Even in the early days, he says, he always wanted to compose for visual media like film. “I have no idea why, but I knew that I would do it one day,” Haskins says. He points to the atmospheric elements he’d add to Bauhaus songs like “Hollow Hills”: the eerie wind sounds and the guitar harmonics in delay. “I was always experimenting with sounds and samples to augment the musical elements, underscoring in a way.”

Where the songs start and end, why the scene should have music and what the director wants are all considered before Haskins takes it away and comes back with what works. And what works has worked well enough that Haskins is not just in the mix.
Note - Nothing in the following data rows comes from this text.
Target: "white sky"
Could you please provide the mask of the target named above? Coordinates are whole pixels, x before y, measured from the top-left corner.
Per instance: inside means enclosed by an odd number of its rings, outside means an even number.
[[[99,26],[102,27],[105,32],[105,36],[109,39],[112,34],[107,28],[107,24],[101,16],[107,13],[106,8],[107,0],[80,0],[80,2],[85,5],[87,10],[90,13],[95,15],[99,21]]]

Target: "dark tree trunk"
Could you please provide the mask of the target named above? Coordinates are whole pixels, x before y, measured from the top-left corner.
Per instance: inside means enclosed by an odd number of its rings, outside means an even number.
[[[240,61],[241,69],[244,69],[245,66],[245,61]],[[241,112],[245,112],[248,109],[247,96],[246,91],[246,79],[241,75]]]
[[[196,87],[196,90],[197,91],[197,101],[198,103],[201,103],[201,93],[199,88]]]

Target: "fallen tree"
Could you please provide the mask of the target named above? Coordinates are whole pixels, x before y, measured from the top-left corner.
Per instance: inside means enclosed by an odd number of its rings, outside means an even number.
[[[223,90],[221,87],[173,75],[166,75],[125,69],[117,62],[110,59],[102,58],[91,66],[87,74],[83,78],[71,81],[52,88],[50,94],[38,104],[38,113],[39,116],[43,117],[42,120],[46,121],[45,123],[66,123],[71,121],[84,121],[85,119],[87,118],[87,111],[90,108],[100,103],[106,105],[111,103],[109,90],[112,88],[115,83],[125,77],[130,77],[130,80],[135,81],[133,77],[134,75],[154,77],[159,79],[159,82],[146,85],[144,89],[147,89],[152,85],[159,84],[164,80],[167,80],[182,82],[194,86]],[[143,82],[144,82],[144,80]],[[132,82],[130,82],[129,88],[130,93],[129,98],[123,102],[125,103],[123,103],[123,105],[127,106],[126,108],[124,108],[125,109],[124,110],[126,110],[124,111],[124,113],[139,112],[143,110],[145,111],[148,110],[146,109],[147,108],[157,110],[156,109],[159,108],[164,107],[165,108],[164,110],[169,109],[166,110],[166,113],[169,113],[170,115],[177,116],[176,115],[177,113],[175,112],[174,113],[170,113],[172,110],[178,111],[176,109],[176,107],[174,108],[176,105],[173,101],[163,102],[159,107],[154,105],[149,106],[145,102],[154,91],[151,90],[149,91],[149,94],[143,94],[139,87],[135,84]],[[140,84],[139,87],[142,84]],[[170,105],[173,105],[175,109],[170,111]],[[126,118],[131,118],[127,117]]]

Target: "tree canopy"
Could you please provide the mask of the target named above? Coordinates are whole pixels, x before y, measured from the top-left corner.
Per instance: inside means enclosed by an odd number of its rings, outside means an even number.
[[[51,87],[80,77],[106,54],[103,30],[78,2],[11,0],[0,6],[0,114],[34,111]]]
Most of the time, he no longer has to name-check Bauhaus to keep his place in it.

“Michael Mann [Heat, Miami Vice and Blackhat, among dozens more], who heard a CD of a student film I scored, hired me on the spot,” Haskins says, still sounding a little surprised. “Without any interview! I don’t think he was aware of my history.”

The filmmakers, though, seem to be aware, and a gander at his credits reflects a certain interest in his historical eye for darker climes. Ends that he reaches typically over five days if he is scoring an hour-long TV show, and about six to eight weeks if he’s doing a film. A lot different from the flash and bang of a live show — a comparison Haskins puts to bed quickly.

 “It’s fairly comparable to being in a band, though. Mostly in that budgets vary enormously, but because the composer is the last component, the producers, for small indie films at least, have run out of money. And unfortunately, some composers work for free just to land a job, in the hopes that it will lead to more work.

But there is good money to be made.” Good? According to David Bell in his book Getting the Best Score for Your Film, some might be earning at least $300,000 a score, if not more, with some reports pegging the figure at twice that. Haskins, however, seems much less interested in money than he probably should be.

“Money’s important,” says Austrian filmmaker Paul Poet, “and I am sure Haskins could use more of it and deserves it, but the problem with his kind of genius is you can hear that he clearly cares much more about great sounds than he does what he gets paid for those great sounds.”

An inclination that’s also presently returned Haskins to his roots, with the next six months seeing him putting together a coffee-table art book on Bauhaus, an instrumental LP with Patina Creme, remixing a solo piano piece for Sam Harris’ photography exhibition and composing a bunch of movie-trailer music.

 “After enjoying a wonderful 25 years on the road,” Haskins says, “I really wanted to spend more time at home with my family, and becoming a composer was an obvious choice.” Obvious, and obviously brilliant.